His company kept growing, and in 2004 the Bush re-election campaign used a feature on his site that allowed customers to program their own polls. Rasmussen asserted that he never wrote any of the questions or assisted Republicans in any way, but by the 2008 presidential election his conservative bent was a kind of brand for him.

* * *

"He has got a conservative constituency, he has Fox News and the Washington Times and Drudge," said John Zogby, the pollster whose publicity-seeking business model is considered a forebear of Rasmussen's. "The conservative result is the one that is going to get a huge level of coverage."

So the news media is selling us GOP-biased propaganda as "news reporting" of inaccurate poll numbers because the media will not spend money for a credible poll. Stephen Colbert labeled this "truthiness": a "truth" a person claims to know intuitively "from the gut" without regard to evidence, logic, intellectual examination or facts – and in this case, scientifically proven methodology.

Sadly, Rasmussen's bogus "narrative" polling is being duplicated by others who want into the game.

This week the Arizona Guardian (subscription required) launches its first weekly political campaign tracking poll. The AzGuardian polls are being conducted using the same "scientific" (sic) methodology as national pollsters with a statewide random sample size of 1,000 voters.

Data is collected using automated polling technology by Political Calling Inc. This is the same methodology used by recognized polling companies including Rasmussen Polls, Inc. … [subscriber article]

Just stop! Stop reporting scientifically flawed polls because you have column space to fill, and lazy political reporters, who like Scott Rasmussen, prefer talking about the "horse race" poll numbers (with inaccurate numbers) rather than doing substantive reporting on the candidates and the issues.
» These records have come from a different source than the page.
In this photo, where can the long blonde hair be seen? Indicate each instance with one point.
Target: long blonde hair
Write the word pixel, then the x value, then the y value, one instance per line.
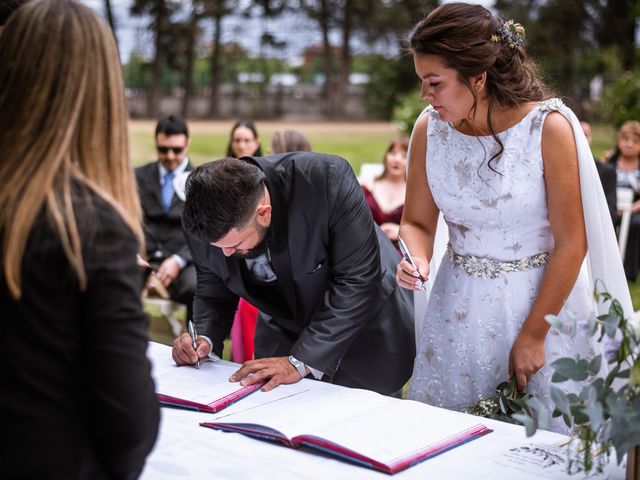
pixel 62 119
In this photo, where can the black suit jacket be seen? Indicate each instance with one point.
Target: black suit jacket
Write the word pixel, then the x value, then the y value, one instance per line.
pixel 76 395
pixel 336 270
pixel 163 232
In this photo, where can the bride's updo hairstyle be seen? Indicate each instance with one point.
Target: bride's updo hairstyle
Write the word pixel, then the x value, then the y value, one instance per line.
pixel 471 41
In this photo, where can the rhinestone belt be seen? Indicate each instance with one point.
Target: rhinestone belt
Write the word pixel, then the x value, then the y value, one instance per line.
pixel 490 268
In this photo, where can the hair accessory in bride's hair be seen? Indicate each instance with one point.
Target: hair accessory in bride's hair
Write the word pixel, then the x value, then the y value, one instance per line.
pixel 510 33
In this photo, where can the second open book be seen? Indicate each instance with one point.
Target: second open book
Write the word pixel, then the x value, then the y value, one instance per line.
pixel 360 426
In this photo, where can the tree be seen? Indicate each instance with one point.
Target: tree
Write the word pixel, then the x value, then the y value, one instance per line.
pixel 617 28
pixel 216 10
pixel 160 12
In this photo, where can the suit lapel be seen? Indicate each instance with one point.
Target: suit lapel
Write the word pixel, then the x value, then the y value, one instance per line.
pixel 279 249
pixel 156 188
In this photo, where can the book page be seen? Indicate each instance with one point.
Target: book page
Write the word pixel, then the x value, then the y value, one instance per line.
pixel 210 382
pixel 204 385
pixel 311 410
pixel 400 430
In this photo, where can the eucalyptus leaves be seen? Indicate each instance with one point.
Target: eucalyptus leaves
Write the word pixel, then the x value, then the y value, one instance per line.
pixel 606 412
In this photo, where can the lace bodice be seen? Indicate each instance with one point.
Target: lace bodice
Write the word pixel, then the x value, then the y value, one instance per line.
pixel 500 214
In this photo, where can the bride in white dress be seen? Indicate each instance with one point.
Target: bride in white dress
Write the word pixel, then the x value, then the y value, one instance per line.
pixel 518 190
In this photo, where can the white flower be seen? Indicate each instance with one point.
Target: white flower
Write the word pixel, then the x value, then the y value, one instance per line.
pixel 551 105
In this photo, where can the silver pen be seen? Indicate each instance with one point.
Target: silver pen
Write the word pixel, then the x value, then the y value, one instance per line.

UPDATE: Are you kidding me? GOP narrative pollster Rasmussen is now polling the Democratic U.S. Senate primary in Arizona and the Political Notebook at the Arizona Daily Star actually reports the "top line" poll results? Political Briefs Worse, Jim Nintzel, who has written about Rasmussen's lack of credibility as much as I have, nevertheless reports the Rasmussen poll. Democratic Primary for U.S. Senate: Wide Open Race "Horse race" poll numbers, even those that are made up numbers, are like crack to the media. It is an addiction the media just can't quit.